В переполненном куласе шевелилось скользкое вобельное месиво. Сотни рыбин, стараясь выползти друг из-под друга, рвали хвостами воздух, распахивали жабры, таращили серо-голубые глаза, а некоторые, вскидываясь, вымахивали за борт и, недвижно пролежав на воде брюхом вверх секунду-другую, вдруг расправляли плавники и, перевернувшись, мигом скрывались подо льдом.

В руках Сеньки рыбина пружинисто изгибалась, хлестала его махалкой по локтю.

— Воблуха редкостная! — сказал он.

Дед еще раз отер шапкой запотевшее лицо, нахлобучил ее на голый череп и, взяв шест, недовольно сказал, будто видел, что парень держал в руке его добычу:

— Ложи в кулас! — и только тогда оттолкнулся от берега, когда ловец бросил воблу обратно в лодку.

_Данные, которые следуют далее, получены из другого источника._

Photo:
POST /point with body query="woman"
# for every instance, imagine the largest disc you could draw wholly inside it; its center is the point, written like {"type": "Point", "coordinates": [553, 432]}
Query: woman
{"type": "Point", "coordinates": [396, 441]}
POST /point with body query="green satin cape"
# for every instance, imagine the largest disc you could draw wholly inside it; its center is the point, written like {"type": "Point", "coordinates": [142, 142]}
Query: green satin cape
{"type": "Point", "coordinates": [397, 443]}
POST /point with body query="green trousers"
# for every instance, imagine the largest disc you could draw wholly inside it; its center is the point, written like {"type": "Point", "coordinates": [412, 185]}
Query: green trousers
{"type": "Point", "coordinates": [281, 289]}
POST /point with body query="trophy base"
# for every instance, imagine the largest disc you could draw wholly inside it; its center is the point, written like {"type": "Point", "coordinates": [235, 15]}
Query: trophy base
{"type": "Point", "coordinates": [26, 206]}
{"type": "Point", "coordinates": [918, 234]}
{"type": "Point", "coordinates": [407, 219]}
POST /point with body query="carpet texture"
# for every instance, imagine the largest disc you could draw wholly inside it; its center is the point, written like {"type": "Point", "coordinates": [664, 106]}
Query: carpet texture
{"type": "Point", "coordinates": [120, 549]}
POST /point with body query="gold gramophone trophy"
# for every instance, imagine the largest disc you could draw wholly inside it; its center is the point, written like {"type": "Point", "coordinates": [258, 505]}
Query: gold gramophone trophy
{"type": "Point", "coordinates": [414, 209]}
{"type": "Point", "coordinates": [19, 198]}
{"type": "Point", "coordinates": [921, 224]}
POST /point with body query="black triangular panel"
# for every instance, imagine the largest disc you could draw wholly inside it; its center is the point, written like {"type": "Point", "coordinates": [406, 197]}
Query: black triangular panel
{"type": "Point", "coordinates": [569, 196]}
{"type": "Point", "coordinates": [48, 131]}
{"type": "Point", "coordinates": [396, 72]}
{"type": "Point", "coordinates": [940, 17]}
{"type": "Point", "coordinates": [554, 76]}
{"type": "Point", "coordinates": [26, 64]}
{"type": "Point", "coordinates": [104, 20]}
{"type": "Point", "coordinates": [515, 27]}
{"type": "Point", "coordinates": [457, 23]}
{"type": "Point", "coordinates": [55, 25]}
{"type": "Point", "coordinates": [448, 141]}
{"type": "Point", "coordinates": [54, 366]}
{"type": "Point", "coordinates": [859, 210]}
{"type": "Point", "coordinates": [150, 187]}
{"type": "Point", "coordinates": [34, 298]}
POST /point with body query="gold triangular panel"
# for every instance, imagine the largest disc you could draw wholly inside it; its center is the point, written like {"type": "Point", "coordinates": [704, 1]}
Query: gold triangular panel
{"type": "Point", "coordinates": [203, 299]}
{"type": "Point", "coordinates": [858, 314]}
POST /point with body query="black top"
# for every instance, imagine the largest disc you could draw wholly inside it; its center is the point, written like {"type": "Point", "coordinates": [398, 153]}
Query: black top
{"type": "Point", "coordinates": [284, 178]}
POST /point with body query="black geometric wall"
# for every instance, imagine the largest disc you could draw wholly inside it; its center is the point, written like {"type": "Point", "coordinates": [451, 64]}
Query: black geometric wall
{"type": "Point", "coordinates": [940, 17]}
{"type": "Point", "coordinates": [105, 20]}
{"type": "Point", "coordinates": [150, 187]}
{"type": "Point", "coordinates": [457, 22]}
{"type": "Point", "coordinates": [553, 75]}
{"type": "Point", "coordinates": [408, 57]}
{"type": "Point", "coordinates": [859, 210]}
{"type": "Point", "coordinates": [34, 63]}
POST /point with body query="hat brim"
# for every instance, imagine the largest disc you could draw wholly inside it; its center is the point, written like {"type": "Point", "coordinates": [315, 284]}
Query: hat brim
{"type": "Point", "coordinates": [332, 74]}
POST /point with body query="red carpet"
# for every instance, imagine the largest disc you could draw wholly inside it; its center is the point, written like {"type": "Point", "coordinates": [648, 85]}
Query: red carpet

Посудина шумно зашуршала днищем о крошево льда.

Из куласа деда то и дело сигали в проток рыбины, а вот одна стрельнула даже на лед; подпрыгнув несколько раз, она успокоилась и, изогнувшись, застыла.

— Спасибочко, дедушка Ваня!

Ильинична, одернув юбку, нагнулась было за узелком, но ее предупредил Костя Бушлак, — он поднял узелок и подал рыбачке.

— Что слышно, маманя?

Она пристально посмотрела на бурое, заштормованное лицо Кости и тихо, нараспев ответила:

— Была и в городе, была и в районе, сынок... — Ильинична не спеша тыкала то в одну, то в другую сторону жиденьким ивовым посошком. — Дали по чужим берегам клич, чтобы смотрели на относные льдины. А клич-то по этому самому радио пустили, по своей — городской, стало быть, волне. Вот и все, сынок...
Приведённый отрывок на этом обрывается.